The side chamber waits, its heavy door propped open. I catch a glimpse of leather chairs, a polished table, the gleam of electronics. The war room. The place where the real conversation will happen, where these beautiful, terrible people will decide a man’s fate over coffee and perhaps pastries.

My pulse stutters. I have to decide now. Do I take the blindfold off and admit my hands have never been clean? Or do I keep covering my eyes and pretending I don’t understand what’s happening?

“Micah?” Sebastian’s fingertips trace small circles at the base of my spine as his pheromones rise to offer me comfort. “We don’t have to go in if you’re uncomfortable.”

His gentleness contrasts with what I now understand he’s capable of. Or what he tolerates. Or both. Was my shy Alpha a face he wore? Is the real Sebastian the one who sits at this table and discusses murder without blinking?

Or are they both real? The gentle and the ruthless, the protective and the dangerous?
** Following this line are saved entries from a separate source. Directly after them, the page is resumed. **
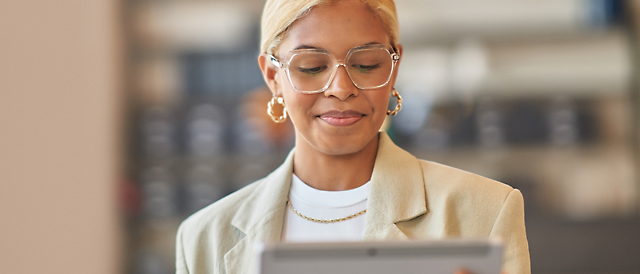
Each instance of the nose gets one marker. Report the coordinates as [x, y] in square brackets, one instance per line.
[341, 87]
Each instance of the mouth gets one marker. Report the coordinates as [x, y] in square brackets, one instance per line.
[341, 118]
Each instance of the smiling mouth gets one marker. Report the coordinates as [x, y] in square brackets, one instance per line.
[341, 118]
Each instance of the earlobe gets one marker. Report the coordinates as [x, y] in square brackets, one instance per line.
[269, 73]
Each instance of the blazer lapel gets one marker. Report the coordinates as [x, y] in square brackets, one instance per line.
[260, 218]
[397, 192]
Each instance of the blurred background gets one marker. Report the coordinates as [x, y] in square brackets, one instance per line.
[118, 119]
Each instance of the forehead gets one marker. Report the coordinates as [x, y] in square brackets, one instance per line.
[336, 27]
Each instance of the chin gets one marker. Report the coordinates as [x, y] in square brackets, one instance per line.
[342, 145]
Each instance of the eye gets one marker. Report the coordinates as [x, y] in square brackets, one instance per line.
[365, 68]
[313, 70]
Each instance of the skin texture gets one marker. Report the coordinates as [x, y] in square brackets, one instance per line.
[333, 151]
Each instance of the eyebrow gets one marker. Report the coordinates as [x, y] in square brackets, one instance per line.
[312, 47]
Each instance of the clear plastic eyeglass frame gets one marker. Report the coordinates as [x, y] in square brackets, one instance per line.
[395, 57]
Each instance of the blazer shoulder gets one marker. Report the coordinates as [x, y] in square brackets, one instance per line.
[221, 212]
[442, 177]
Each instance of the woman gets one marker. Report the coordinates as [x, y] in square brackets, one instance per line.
[333, 64]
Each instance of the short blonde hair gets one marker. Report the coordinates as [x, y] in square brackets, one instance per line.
[279, 15]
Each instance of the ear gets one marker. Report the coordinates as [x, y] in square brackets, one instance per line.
[269, 73]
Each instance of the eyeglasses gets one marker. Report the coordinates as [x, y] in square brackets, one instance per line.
[312, 70]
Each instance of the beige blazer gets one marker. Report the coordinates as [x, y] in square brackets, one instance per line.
[408, 199]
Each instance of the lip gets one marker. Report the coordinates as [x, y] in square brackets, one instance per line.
[341, 118]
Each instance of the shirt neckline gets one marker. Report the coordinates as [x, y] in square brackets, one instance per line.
[304, 193]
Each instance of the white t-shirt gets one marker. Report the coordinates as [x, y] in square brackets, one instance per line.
[320, 204]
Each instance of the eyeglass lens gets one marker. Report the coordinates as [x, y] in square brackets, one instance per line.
[312, 71]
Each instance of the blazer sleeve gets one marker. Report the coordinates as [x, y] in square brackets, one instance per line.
[181, 265]
[510, 228]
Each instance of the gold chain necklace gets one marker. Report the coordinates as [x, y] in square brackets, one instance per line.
[324, 221]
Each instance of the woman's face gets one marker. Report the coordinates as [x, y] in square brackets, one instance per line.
[343, 119]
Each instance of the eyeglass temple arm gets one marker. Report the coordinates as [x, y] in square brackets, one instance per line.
[275, 61]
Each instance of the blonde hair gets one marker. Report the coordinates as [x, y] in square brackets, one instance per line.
[279, 15]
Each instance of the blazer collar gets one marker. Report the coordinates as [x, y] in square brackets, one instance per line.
[397, 192]
[260, 218]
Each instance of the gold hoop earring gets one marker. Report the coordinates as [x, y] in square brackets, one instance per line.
[280, 101]
[395, 93]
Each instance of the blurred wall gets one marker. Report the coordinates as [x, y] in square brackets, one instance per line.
[59, 148]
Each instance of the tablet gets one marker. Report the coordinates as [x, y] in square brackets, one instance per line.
[406, 257]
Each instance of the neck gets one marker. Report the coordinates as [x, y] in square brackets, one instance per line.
[334, 172]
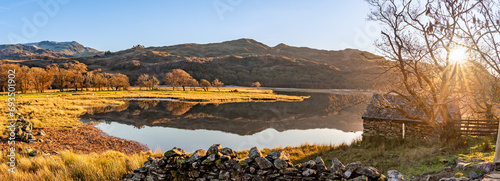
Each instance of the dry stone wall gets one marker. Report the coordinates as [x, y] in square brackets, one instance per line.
[219, 163]
[394, 129]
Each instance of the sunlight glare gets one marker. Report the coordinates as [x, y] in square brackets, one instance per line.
[458, 55]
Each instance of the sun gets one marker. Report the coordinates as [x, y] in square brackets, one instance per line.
[458, 55]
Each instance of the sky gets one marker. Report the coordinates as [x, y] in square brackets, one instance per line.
[120, 24]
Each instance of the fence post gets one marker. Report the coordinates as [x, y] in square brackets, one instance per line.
[496, 160]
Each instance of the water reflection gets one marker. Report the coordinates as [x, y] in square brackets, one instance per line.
[241, 125]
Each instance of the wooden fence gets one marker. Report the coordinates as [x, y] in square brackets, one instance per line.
[477, 127]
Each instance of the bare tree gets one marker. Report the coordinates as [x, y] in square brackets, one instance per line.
[61, 77]
[256, 84]
[42, 78]
[120, 81]
[217, 83]
[148, 81]
[205, 84]
[420, 37]
[4, 77]
[178, 77]
[24, 79]
[194, 83]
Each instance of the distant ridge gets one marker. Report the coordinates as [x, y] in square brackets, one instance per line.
[236, 62]
[72, 48]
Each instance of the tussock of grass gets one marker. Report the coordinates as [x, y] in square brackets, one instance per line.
[110, 165]
[410, 157]
[61, 109]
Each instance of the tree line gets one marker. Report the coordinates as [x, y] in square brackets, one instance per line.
[65, 76]
[76, 76]
[177, 78]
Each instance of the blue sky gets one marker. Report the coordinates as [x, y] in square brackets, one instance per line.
[116, 25]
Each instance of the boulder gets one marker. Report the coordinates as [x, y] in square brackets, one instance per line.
[473, 175]
[214, 157]
[197, 155]
[370, 172]
[174, 152]
[360, 178]
[351, 168]
[41, 133]
[476, 160]
[229, 152]
[278, 155]
[320, 164]
[254, 153]
[308, 172]
[309, 164]
[280, 164]
[263, 163]
[394, 175]
[463, 165]
[485, 166]
[214, 149]
[337, 166]
[224, 175]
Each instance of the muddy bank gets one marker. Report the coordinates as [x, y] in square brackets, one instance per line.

“Would anything I say stop this?” I ask.

Sebastian’s pause tells me everything. “No. This man invaded your home, violated your privacy, and threatened you. In my family, that’s—”

“Unforgivable,” I finish for him, the word bitter and sweet on my tongue.

He searches my face, waiting for judgment or acceptance.

“I want to hear the options,” I say, surprising myself with how steady I sound. “All of them.”

Sebastian’s expression softens with relief, and he cups my nape, thumb brushing over his Mark.

“Options it is,” he agrees, guiding me toward the waiting room.

I follow, the threshold between the dining room and the side chamber a boundary between the person I was and whoever I will become.

From here, there will be no turning back.